First off, I have the best job in the U.S. Forest Service, hands down. One of the advantages I have over other hotshot crews, I basically get a new crew every year.
This year we’re going to be getting 16 new people. Over the years, that number has ranged from 13 to 17 fresh, new faces. So one of the key aspects of keeping me curious is being able to be with these new folks—developing and sharing those special “Aha” learning moments with them.
One of the things I really enjoy is working with the Crew Boss Trainees. They ride around with me and I get an opportunity to instill some knowledge. But once we get on the line, they are with the crew running the day-to-day operations. They’re Crew Boss Trainees, not Superintendent Trainees. They would definitely learn a few things with me when I’m out doing what I’m doing, but that’s not the intent of that position.
I want them worrying about the work objective for the day and implementing that—leading the crew, working with their overhead, working with adjoining resources, etcetera.
Then, later during the shift or at the end of the day, on the drive back to camp we talk about what worked that day. And if they made a mistake—failure is an opportunity to learn. We discuss what they did, why it didn’t work, and how to remedy it.
It’s also nice that our crew now has the full complement of nine permanent overhead.
They also get to assist in developing these younger firefighters. At the same time, our overhead members are also developing—our Senior Firefighters, the Leads, the Squaddies and the Captains—they’re also developing and learning. Who knows, maybe one day they’ll be the Superintendent of this crew. I think that’s pretty cool. That’s something else that keeps me fired up—keeps me going.
From your perspective, how are humility and learning in the wildland fire service related to one another?
One of the things one of my former Captains, Pat Bell, would talk about on his first day with the crew is the “Four H’s”: “Work Hard, Be Honest, Be Humble, and Have Humor”—because in our line of work, humor makes the tough days easier.
So, of course, that concept of “humility” is huge. I don’t think you can ever learn if you’re not humble. We’ve all been humbled in this job. If you say you haven’t—you’re a liar.
I know recently, in 2020 during the North Complex, when that fire made its “intergalactic” 30-mile run, we all got humbled that day. I never thought the fire was going to do what it did.
I learned from that experience. Even though I’ve been around for a long time, I learned from that. I think a lot of people learned from that.
If you’re not humble and you can’t open yourself to criticism, you can’t open yourself to, “yes, I made a mistake”, or I didn’t think that was going happen, it’s going to be detrimental and serve as barrier to your learning.
What is the biggest lesson you’ve learned in this business?
I think the biggest thing for me is the mental wellness side of things.
I’ve always tried to a good job of practicing what I preach. I tell my folks to take time off when needed. Don’t miss your family reunions, don’t miss weddings—because you’re never going to get those back. Fire assignments will always be there.
I’m really fortunate. At the end of the season, once the crew is gone, I spend a lot of time in the outdoors by myself hunting. That’s my decompression, my, like, Zen time.
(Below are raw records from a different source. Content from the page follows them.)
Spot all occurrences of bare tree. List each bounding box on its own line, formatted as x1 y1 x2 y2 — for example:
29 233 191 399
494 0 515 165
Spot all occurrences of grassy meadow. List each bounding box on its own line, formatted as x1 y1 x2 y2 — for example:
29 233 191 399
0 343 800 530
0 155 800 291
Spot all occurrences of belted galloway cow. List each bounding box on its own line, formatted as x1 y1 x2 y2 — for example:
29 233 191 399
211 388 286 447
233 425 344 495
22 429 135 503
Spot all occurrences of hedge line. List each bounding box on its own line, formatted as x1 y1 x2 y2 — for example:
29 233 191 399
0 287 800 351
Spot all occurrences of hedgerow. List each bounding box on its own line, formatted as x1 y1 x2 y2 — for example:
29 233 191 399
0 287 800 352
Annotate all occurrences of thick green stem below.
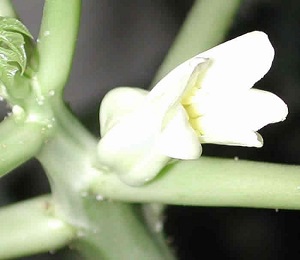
[35,0,81,94]
[152,0,241,86]
[0,0,17,17]
[0,116,45,177]
[0,196,76,259]
[38,103,172,259]
[91,157,300,209]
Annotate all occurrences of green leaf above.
[0,16,33,39]
[0,17,32,87]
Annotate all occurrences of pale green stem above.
[0,196,75,259]
[0,0,17,17]
[152,0,242,86]
[35,0,81,94]
[0,116,45,177]
[38,100,172,260]
[91,157,300,209]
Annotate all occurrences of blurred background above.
[0,0,300,260]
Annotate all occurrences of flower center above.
[181,58,212,136]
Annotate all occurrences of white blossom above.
[98,32,288,185]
I enjoy spending time hunting with friends and family. Don’t get me wrong. But I also need some “alone time” out there, whether its chasing bucks with my bow or sitting in a frozen swamp with the dog—my black Lab, Jake. There’s just time I enjoy doing it by myself.
I spend seven months every year taking care of 20 people’s needs, keeping them safe and sound.
So there’s times I just want to worry about me and Jake. [Dan laughs here.] I make sure I have my “selfish” time for that. I’ve seen a lot of people burn out from this job. I therefore believe that taking time for yourself is truly important.
That’s probably one of the most important things I’ve learned over the years. You need to really take care of yourself. Because when you don’t, it not only affects you, it affects everyone around you.